A Tesla Model S is parked in front of Oslofjorden, Oslo, Norway, April 9, 2025.

Image: REUTERS/Marie Mannes

Tesla's board of directors has earned more than $3 billion through stock awards that far exceeded the value of those given to peers at the biggest U.S. technology firms at the time they were paid, according to an analysis performed for Reuters by compensation and governance specialist Equilar.

The analysis found CEO Elon Musk's brother Kimbal has earned nearly $1 billion since 2004, based on the appreciated value of stock options held or liquidated.

Director Ira Ehrenpreis has collected $869 million since 2007. Board chair Robyn Denholm has made $650 million since 2014.

Directors reaped such windfalls even though they haven't awarded themselves new stock grants since 2020.

The board agreed to suspend director compensation starting in 2021 to settle a shareholder lawsuit alleging excessive board-member pay. Between 2018 and 2020, however, the average Tesla director received a total of about $12 million in cash-and-stock compensation.

That was about eight times as much as the average director at Alphabet, the next highest-paid among the "Magnificent Seven" companies over the same period.

The value of those original awards skyrocketed along with Tesla's share price in subsequent years.

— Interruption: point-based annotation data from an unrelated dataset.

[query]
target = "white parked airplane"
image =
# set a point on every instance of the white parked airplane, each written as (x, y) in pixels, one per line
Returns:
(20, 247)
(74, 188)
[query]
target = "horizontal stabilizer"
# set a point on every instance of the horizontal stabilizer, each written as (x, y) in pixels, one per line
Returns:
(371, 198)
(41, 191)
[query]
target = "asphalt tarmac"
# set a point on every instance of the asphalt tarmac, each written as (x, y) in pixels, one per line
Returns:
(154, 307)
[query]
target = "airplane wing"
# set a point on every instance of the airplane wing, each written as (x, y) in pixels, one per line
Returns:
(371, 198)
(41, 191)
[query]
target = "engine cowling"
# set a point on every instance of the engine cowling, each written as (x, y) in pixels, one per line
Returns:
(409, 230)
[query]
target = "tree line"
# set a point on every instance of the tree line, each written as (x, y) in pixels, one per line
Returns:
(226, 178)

That's also true of the other six firms in the Magnificent Seven – Nvidia, Alphabet, Meta, Apple, Microsoft and Amazon, which got that name because their soaring stocks have been a big driver of the long-running bull market.

But Tesla is the only company among that cohort where the size of directors' original stock awards played such an outsized role in the vast wealth they've earned from these part-time jobs, the Equilar analysis shows.

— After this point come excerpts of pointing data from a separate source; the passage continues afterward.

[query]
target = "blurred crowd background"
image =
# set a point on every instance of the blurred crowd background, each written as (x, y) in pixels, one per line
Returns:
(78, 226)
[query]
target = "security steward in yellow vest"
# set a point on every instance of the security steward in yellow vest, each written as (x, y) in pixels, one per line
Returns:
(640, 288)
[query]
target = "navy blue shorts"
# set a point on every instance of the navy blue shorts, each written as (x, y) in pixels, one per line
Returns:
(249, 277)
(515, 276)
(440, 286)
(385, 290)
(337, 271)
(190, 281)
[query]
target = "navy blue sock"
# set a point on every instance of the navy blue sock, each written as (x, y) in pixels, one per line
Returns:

Tesla directors' average compensation between 2018 and 2024 – including the four years of suspended pay – was still two-and-a-half times that of Meta directors, the next highest-paid over the seven-year period.

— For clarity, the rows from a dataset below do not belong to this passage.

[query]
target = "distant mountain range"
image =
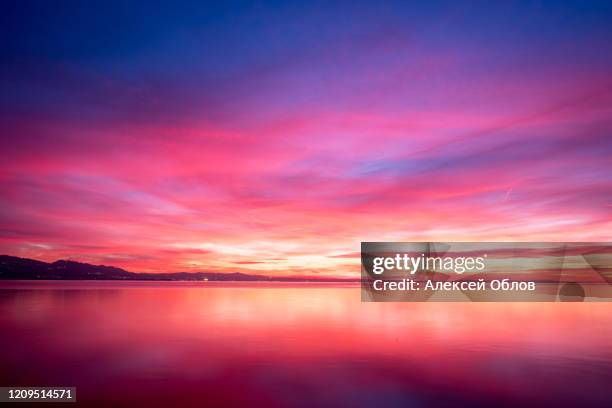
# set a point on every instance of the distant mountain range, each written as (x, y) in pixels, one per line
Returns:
(12, 267)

In a statement to Reuters, a Tesla spokesperson said its directors' compensation "is not excessive but directly tied to stock performance and shareholder value creation."

The statement added that board members provide extraordinary service to Tesla and devote "substantial time and effort," for example, by attending 58 full-board or committee meetings in 2024. The spokesperson said that meeting frequency was well above industry norms.

Tesla's board also paid itself in stock options instead of shares, a rare practice criticised by some corporate-governance specialists because it magnifies directors' upside potential with no downside risk.

Tesla directors have exercised tens or hundreds of millions of dollars in options to date but also continue to hold similarly large amounts, Equilar found.

Stock options are the right to buy the company's stock after a specified period for a preset price. Option holders face no risk, corporate-governance experts say, because they're not required to buy the stock if its value drops below the preset price. If it appreciates, they can buy the shares at a discount and immediately unload them at a profit.

Instead, many governance experts advise boards to pay directors in shares to align their interests with shareholders.

When directors directly own shares, rather than options to buy shares, the value of their holdings drops if their company's stock price falls. Only 5% of the largest 200 companies in the S&P 500 by revenue issue directors options, according to the National Association of Corporate Directors.